Was taugt Kinderschutz Software

Kaum sind die Kinder im Schulalter angekommen wird der Wunsch nach einem PC mit Internet immer größer.

Die Kinder möchten mit Ihren Freunden Chatten, sich Videos auf Youtube anschauen, verschicken E-Mails schon schneller als die Eltern, suchen Infos für die Hausaufgaben usw.

Da kommt bei den meisten Eltern natürlich die Frage nach einer Kinderschutz Software auf. Solch eine Software gibt es im Internet zu genüge. Von gratis bis kostenpflichtig ist hier alles vertreten.

Bleibt nur die eine Frage …

Was taugt die Kinderschutzsoftware überhaupt und ist mein Kind damit sicher im Internet unterwegs ?

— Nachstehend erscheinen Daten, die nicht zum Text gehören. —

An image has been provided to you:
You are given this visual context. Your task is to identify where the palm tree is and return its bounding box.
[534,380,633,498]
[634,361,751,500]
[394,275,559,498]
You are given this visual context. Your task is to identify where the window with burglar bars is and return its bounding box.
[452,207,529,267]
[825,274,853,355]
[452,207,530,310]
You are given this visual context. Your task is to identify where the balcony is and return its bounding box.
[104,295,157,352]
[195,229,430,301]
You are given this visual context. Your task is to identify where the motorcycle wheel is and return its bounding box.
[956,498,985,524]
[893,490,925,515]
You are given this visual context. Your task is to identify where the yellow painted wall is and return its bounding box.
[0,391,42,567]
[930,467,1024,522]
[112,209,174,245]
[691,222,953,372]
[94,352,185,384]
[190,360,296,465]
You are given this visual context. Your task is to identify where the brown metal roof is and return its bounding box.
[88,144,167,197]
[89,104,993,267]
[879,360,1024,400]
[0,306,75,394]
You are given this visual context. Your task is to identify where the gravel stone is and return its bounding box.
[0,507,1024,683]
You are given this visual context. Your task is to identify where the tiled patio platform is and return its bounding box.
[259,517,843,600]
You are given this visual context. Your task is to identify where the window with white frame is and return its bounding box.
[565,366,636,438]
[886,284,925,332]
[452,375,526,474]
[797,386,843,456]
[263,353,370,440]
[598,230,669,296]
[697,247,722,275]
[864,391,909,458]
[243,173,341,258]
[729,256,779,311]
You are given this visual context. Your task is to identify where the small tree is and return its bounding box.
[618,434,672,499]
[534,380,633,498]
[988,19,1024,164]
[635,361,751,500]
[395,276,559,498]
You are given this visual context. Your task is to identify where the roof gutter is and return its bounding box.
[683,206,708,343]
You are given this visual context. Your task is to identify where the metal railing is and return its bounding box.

Diese fragen sind, wenn man Sie direkt beantworten muss mit einem klaren Nein zu beantworten. Einen vollen Schutz gibt es nicht, jede Software hat Ihre Grenzen.

Die meisten Programme arbeiten mit einer sogenannten blacklist (schwarze Liste). Auf solch einer Liste werden Begriffe oder Webadressen gepflegt die nicht jugendfrei sind oder nicht für Kinder gedacht sind. Wird beim Surfen eine Seite aufgerufen die Wörter dieser Liste enthält oder gar die Adresse wird diese Seite blockiert. Die Software verhindert also das öffnen nicht Jugendfreier Internet Seiten.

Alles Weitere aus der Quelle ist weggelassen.